Encore au-dessus du petit barrage nous apprenons que vivent trois familles en autarcie, éloignées de tout et nous avons envie de voir de quoi elles peuvent bien vivre, mais elles ont leurs légumes et leurs céréales cultivés dans les champs à proximité, même une petite rizière. Nous devons goûter à leur bière de riz et c'est plutôt bon et rafraichissant !
le groupe au sommet après la bière de riz, toujours debout
La petite fabrique de résine est dans un ancien bâtiment et est très simple. Le village possède suffisamment d’arbres permettant cette fabrication et qui sont taillés deux fois par an. Les branches sont coupées en petits morceaux, eux-mêmes passés dans un broyeur, puis tamisés pour enlever toute poussière de branche. Ces petits morceaux sont ensuite mis dans une sorte de tonneau avec de l’eau et tournés grâce à un petit vélo. La production de cette résine sert surtout dans la fabrication des peintures des carrosseries de voitures et d’avions. 
à quoi ressemble un arbre qui donne la résine ? à ça !

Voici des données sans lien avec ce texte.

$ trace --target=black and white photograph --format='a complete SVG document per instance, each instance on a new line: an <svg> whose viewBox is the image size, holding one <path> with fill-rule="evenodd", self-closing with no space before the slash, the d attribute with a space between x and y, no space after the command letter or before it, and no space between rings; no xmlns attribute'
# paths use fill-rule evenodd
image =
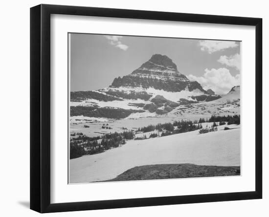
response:
<svg viewBox="0 0 269 217"><path fill-rule="evenodd" d="M69 184L241 175L240 41L68 37Z"/></svg>

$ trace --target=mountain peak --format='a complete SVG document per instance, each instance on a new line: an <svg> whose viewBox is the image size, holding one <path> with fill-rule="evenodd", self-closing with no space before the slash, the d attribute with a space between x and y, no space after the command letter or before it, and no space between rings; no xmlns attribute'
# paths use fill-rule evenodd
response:
<svg viewBox="0 0 269 217"><path fill-rule="evenodd" d="M209 95L215 95L215 92L212 91L211 89L209 89L206 91L206 92L207 94L208 94Z"/></svg>
<svg viewBox="0 0 269 217"><path fill-rule="evenodd" d="M165 55L156 54L133 71L122 78L116 78L111 87L136 87L169 92L189 91L198 89L206 93L197 81L191 81L185 75L180 73L172 59Z"/></svg>
<svg viewBox="0 0 269 217"><path fill-rule="evenodd" d="M165 55L154 54L149 61L159 66L177 71L177 65L173 62L171 59Z"/></svg>

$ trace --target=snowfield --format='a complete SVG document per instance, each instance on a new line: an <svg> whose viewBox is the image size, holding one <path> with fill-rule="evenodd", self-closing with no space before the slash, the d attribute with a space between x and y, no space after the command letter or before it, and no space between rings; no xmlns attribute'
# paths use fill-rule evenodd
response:
<svg viewBox="0 0 269 217"><path fill-rule="evenodd" d="M70 160L70 183L104 181L136 166L191 163L240 166L240 125L200 134L198 130L145 140L130 140L121 147Z"/></svg>

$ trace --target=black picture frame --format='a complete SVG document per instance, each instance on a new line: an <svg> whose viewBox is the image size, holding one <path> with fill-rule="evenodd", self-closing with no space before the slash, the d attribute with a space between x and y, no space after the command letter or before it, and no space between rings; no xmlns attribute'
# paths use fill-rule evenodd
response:
<svg viewBox="0 0 269 217"><path fill-rule="evenodd" d="M51 203L50 15L255 26L255 190L192 195ZM41 4L30 9L30 209L40 213L259 199L262 197L262 19L112 8Z"/></svg>

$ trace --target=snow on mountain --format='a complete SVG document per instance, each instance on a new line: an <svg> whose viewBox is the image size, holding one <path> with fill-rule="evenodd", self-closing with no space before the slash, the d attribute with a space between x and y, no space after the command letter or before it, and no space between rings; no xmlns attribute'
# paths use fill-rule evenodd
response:
<svg viewBox="0 0 269 217"><path fill-rule="evenodd" d="M182 117L240 114L240 86L233 87L226 95L208 102L180 105L169 113Z"/></svg>
<svg viewBox="0 0 269 217"><path fill-rule="evenodd" d="M206 93L197 81L193 81L180 73L172 60L165 55L154 54L131 74L115 78L111 87L141 87L179 92L186 88L190 91L199 89Z"/></svg>
<svg viewBox="0 0 269 217"><path fill-rule="evenodd" d="M70 113L107 118L238 114L239 99L239 86L221 97L188 79L167 56L155 54L109 87L71 92Z"/></svg>

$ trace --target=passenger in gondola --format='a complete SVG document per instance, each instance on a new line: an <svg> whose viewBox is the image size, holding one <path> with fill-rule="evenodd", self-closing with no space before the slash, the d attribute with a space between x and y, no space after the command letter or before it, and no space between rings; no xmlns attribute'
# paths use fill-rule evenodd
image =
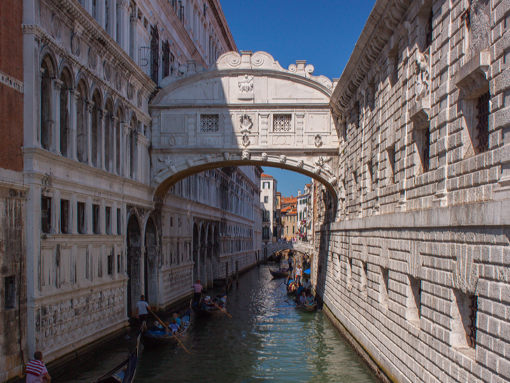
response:
<svg viewBox="0 0 510 383"><path fill-rule="evenodd" d="M297 302L299 305L301 306L302 305L306 304L306 293L303 291L301 295L299 296L299 299Z"/></svg>
<svg viewBox="0 0 510 383"><path fill-rule="evenodd" d="M197 280L197 282L193 285L193 303L199 303L200 298L202 295L202 285L200 284L200 280Z"/></svg>
<svg viewBox="0 0 510 383"><path fill-rule="evenodd" d="M311 282L310 282L308 278L304 279L303 287L304 287L304 289L306 290L307 293L309 293L311 291Z"/></svg>
<svg viewBox="0 0 510 383"><path fill-rule="evenodd" d="M177 326L180 328L180 318L179 318L179 313L176 311L172 314L172 319L175 321L175 324L177 325Z"/></svg>
<svg viewBox="0 0 510 383"><path fill-rule="evenodd" d="M147 321L149 317L149 313L147 312L149 304L146 302L146 296L140 296L140 301L136 303L136 318L140 321L141 324Z"/></svg>

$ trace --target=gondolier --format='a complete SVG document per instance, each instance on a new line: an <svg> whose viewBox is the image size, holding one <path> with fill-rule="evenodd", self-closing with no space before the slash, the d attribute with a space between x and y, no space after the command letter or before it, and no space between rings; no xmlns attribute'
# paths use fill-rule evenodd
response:
<svg viewBox="0 0 510 383"><path fill-rule="evenodd" d="M27 383L49 383L50 380L50 374L43 363L43 353L35 352L34 359L27 365Z"/></svg>

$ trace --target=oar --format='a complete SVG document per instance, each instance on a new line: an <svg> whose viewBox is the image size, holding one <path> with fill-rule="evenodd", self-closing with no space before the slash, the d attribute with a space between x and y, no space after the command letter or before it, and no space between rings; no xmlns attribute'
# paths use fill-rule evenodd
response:
<svg viewBox="0 0 510 383"><path fill-rule="evenodd" d="M200 294L201 294L202 293L200 293ZM206 296L205 296L205 295L204 295L204 294L202 294L202 295L203 295L203 296L204 296L204 297ZM227 314L227 315L228 315L228 316L229 316L229 317L230 317L231 318L232 317L232 316L230 315L230 314L229 314L228 312L226 312L226 311L225 311L225 310L223 310L222 308L220 308L220 306L218 306L218 305L217 305L216 303L215 303L214 302L213 302L213 301L211 301L211 299L209 299L209 302L211 302L211 303L213 303L213 305L214 305L215 306L216 306L216 307L217 307L218 308L219 308L219 309L220 309L220 310L222 310L222 311L223 312L225 312L225 314Z"/></svg>
<svg viewBox="0 0 510 383"><path fill-rule="evenodd" d="M178 342L179 342L179 345L181 345L181 346L183 347L183 348L184 349L184 351L185 351L186 352L187 352L188 354L190 354L190 352L189 352L189 351L187 351L187 350L186 349L186 347L184 347L184 345L183 345L183 344L182 344L182 343L180 342L180 340L179 340L179 339L178 339L178 338L177 338L177 337L176 337L176 336L175 335L173 335L173 333L172 332L172 331L171 331L171 330L170 328L168 328L168 327L167 326L167 325L166 325L165 324L164 324L164 323L162 322L162 320L161 320L161 319L160 319L160 318L158 318L158 317L157 317L157 315L156 315L156 314L155 314L155 312L153 312L153 311L152 310L150 310L150 308L148 308L148 309L149 309L149 311L150 311L150 312L152 312L152 313L153 313L153 315L154 315L154 316L155 316L155 317L156 317L156 319L157 319L158 320L158 321L159 321L159 322L160 322L160 323L161 324L162 324L162 325L163 325L163 326L164 326L164 327L165 328L167 328L167 331L168 331L169 333L170 333L171 334L171 335L172 335L172 336L173 336L173 338L176 338L176 340L177 340L177 341L178 341Z"/></svg>

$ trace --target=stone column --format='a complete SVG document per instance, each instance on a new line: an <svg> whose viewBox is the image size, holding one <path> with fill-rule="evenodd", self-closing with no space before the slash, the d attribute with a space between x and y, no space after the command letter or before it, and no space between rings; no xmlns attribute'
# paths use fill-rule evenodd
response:
<svg viewBox="0 0 510 383"><path fill-rule="evenodd" d="M63 82L57 78L52 81L52 126L50 151L60 154L60 89Z"/></svg>
<svg viewBox="0 0 510 383"><path fill-rule="evenodd" d="M133 61L138 64L138 43L136 41L136 29L138 28L138 17L136 17L136 14L138 13L138 7L136 6L134 6L134 9L133 9L133 17L129 18L129 27L131 29L132 33L129 34L129 37L128 38L127 44L131 45L131 42L133 42L132 46L129 47L129 51L132 52L132 55L130 55L132 58L133 59Z"/></svg>
<svg viewBox="0 0 510 383"><path fill-rule="evenodd" d="M92 166L92 109L94 101L87 100L87 164Z"/></svg>
<svg viewBox="0 0 510 383"><path fill-rule="evenodd" d="M74 160L78 159L77 147L76 147L76 124L78 123L78 96L80 95L78 92L76 90L70 90L69 99L69 125L71 128L71 136L69 137L71 147L68 150L71 150L71 158Z"/></svg>
<svg viewBox="0 0 510 383"><path fill-rule="evenodd" d="M113 140L113 145L111 145L113 153L110 156L110 161L111 161L112 162L111 170L113 174L117 174L117 135L118 134L118 131L117 131L118 122L118 119L116 116L111 116L111 126L113 129L112 129L111 130L112 135L110 139Z"/></svg>
<svg viewBox="0 0 510 383"><path fill-rule="evenodd" d="M125 126L126 124L124 122L120 122L119 124L119 129L118 131L118 134L119 135L119 145L120 145L120 147L119 147L119 175L125 176L126 175L126 173L124 171L125 169L125 147L126 147L126 133L125 133Z"/></svg>
<svg viewBox="0 0 510 383"><path fill-rule="evenodd" d="M104 151L106 150L106 148L104 147L104 123L107 118L106 113L108 113L108 110L106 109L99 109L99 118L101 119L101 143L99 144L99 146L101 147L101 150L98 150L97 154L101 157L101 161L98 161L98 165L101 164L101 168L104 171L106 171L106 167L104 163Z"/></svg>

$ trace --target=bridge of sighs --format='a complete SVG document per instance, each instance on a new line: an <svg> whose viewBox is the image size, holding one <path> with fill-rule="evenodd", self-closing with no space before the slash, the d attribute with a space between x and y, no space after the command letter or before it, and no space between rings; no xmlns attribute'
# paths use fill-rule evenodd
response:
<svg viewBox="0 0 510 383"><path fill-rule="evenodd" d="M230 52L204 70L195 62L163 79L150 105L155 199L192 174L243 165L273 166L322 182L337 202L339 135L333 84L297 61L283 68L267 53Z"/></svg>

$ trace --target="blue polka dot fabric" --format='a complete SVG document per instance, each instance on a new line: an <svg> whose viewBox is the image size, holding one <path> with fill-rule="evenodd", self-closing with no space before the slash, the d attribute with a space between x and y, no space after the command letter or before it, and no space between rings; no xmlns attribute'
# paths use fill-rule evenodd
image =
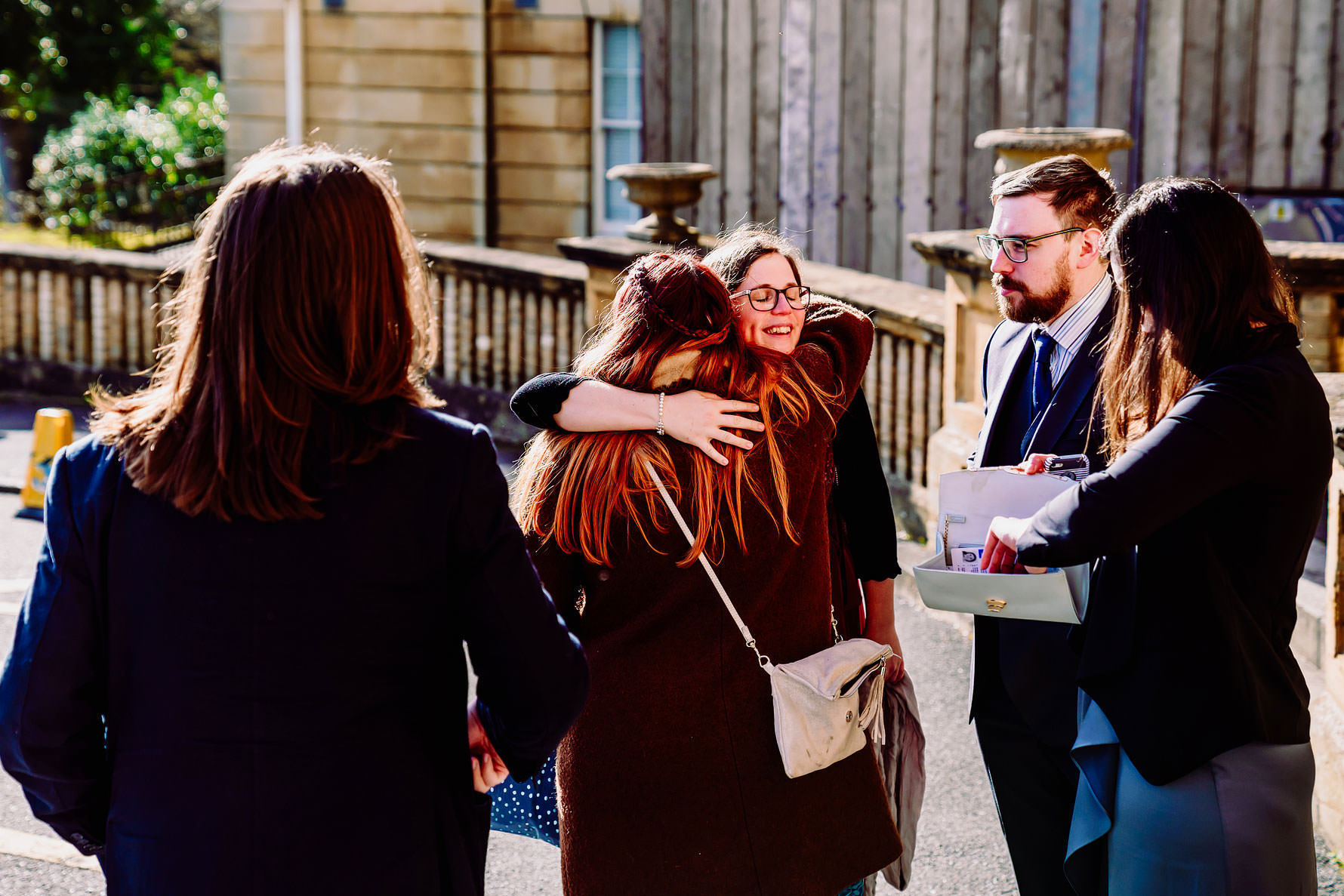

le tamis pour éliminer tous les restes de branches et feuilles
les petits grains sont mis dans l'entonnoir et avec mon p'tit vélo...
ça tourne !
Après l’agriculture c’est la deuxième ressource de ce village. Un gros arbre rapporte environ dix mille roupies par an (environ 140 €), la production annuelle est d’environ cinq mille kilos de résine. Le prix du kilo varie beaucoup en fonction de la quantité de bois disponible, mais il a atteint l'an dernier plus de dix euros le kilo à cause de la rareté de la matière première.

Nous passons voir le petit local où se tiendra la banque de semences. Pour l’instant, les pots sont en train d’être nettoyés avant de recevoir les graines, céréales, haricots divers, lentilles. Celui qui empruntera un kilo de semences doit en redonner deux kilos et demi pour la banque et permettre ainsi l’accès à de plus en plus de fermiers aux semences biologiques pour éviter d’acheter des semences hybrides sur le marché. Et cela marche très bien déjà dans un des villages soutenus par NSVK où l’on ira demain.

le futur Kokoppelli indien ?
Nous terminons notre visite encore ravi-e-s de cette journée à la campagne où les changements entrepris permettent une vie plus agréable pour la communauté.